Kuruhavuz projesinde ikinci kademeye geçtik
Celal Çiçek 1985 yılında gerçekleştirme aşamasına geldikleri kuruhavuz projesini devlet politikalarının yeni gemi inşa yerine, gemi ithalatını desteklemeye dönüşmesi ve sektörün zor durumda kalması üzerine ertelemek zorunda kaldıklarını ifade etti. Çiçek, "Tamamen özkaynaklarımızla 1995 yılında başladığımız projemizi inanç ve sabırla sürdürüp ilk kademesini uzun zaman aralığında ve nihayet 2005 yılında tamamlayarak gemi inşa edilebilecek kapasiteye ulaştırdık. Geçen yıl bloklarını koyduğumuz 18 bin dwt’lik kimyasal tankeri, 5 Kasım 2006’da 37 metre genişliğinde, 170 metre boya ulaştırdığımız bu kuruhavuzumuzda yüzdürme olanağı bulduk ve hemen bir hafta sonra kuruhavuz projemizin ikinci kademesini başlattık. Bunu da en geç 2007 yılının ilk aylarında 210 metreye ulaştırıp hayata geçirmiş olacağız.
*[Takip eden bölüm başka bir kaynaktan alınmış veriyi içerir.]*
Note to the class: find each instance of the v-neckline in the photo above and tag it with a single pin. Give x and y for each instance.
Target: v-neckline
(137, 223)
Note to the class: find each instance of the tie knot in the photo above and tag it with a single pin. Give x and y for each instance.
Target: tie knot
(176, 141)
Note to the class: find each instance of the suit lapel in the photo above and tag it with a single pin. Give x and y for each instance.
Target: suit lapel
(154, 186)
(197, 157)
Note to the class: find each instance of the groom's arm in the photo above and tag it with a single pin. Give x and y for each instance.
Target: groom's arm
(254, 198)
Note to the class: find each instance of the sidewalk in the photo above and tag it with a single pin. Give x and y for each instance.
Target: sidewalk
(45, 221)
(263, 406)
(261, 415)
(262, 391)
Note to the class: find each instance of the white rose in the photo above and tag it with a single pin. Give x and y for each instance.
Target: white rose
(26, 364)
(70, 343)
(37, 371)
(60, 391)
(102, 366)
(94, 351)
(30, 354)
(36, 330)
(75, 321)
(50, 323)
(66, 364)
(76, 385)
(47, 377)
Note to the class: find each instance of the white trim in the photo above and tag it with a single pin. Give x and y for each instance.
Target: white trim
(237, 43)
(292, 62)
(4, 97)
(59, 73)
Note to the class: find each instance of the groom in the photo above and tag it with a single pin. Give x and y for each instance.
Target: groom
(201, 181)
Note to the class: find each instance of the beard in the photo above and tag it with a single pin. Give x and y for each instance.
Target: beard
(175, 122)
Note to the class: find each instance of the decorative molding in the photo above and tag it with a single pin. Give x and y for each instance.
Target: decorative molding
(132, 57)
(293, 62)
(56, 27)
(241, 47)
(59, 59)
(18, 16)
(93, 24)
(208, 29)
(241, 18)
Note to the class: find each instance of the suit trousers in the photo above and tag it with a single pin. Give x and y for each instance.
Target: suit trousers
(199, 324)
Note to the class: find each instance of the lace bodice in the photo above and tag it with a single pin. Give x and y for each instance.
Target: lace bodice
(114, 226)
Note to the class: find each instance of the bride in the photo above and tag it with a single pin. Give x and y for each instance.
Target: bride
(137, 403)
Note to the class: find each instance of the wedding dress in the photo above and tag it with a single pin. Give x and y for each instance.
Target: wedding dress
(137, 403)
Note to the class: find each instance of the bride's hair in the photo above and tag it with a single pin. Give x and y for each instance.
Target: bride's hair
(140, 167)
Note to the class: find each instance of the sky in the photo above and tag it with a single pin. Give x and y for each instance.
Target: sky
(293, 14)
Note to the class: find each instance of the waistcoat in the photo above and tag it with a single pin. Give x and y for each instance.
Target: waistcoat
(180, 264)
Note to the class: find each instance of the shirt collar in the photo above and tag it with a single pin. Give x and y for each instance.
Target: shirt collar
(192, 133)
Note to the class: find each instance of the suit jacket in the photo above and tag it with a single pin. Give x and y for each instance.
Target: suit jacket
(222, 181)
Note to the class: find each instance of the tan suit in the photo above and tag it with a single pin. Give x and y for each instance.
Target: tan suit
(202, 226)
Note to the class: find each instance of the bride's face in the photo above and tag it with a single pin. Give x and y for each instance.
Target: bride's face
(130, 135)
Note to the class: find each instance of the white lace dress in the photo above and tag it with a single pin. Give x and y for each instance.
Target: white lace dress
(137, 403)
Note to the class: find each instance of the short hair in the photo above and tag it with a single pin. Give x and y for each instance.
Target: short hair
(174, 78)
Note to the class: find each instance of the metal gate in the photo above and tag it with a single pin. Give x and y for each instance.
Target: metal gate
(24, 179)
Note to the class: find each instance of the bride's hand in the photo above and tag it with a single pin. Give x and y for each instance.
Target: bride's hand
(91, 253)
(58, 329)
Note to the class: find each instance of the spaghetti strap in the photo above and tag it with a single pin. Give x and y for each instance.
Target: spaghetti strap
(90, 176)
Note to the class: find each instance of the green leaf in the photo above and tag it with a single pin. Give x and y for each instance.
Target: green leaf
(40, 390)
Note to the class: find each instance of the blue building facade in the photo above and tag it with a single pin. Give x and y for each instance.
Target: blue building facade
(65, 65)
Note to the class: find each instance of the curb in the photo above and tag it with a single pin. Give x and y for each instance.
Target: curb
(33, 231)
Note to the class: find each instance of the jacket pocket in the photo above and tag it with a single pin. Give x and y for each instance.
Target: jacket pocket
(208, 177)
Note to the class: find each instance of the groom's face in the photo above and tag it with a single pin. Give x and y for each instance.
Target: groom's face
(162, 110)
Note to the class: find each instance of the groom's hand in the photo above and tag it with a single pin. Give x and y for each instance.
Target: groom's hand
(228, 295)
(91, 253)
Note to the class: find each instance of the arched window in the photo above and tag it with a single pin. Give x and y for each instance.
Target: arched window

Bu yıl inşaatına başladığımız 26 bin dwt’lik kimyasal tankerin bloklarını 15 Kasım itibariyle kuruhavuza yerleştirdik. 2010 yılında kuruhavuz boyutlarını, 120 bin dwt’lik aframax gemileri inşa edebilecek veya havuzlayabilecek kapasiteye yani 250 metre boy ve 48 metre genişliğe ulaştırmayı hedefliyoruz" diye konuştu.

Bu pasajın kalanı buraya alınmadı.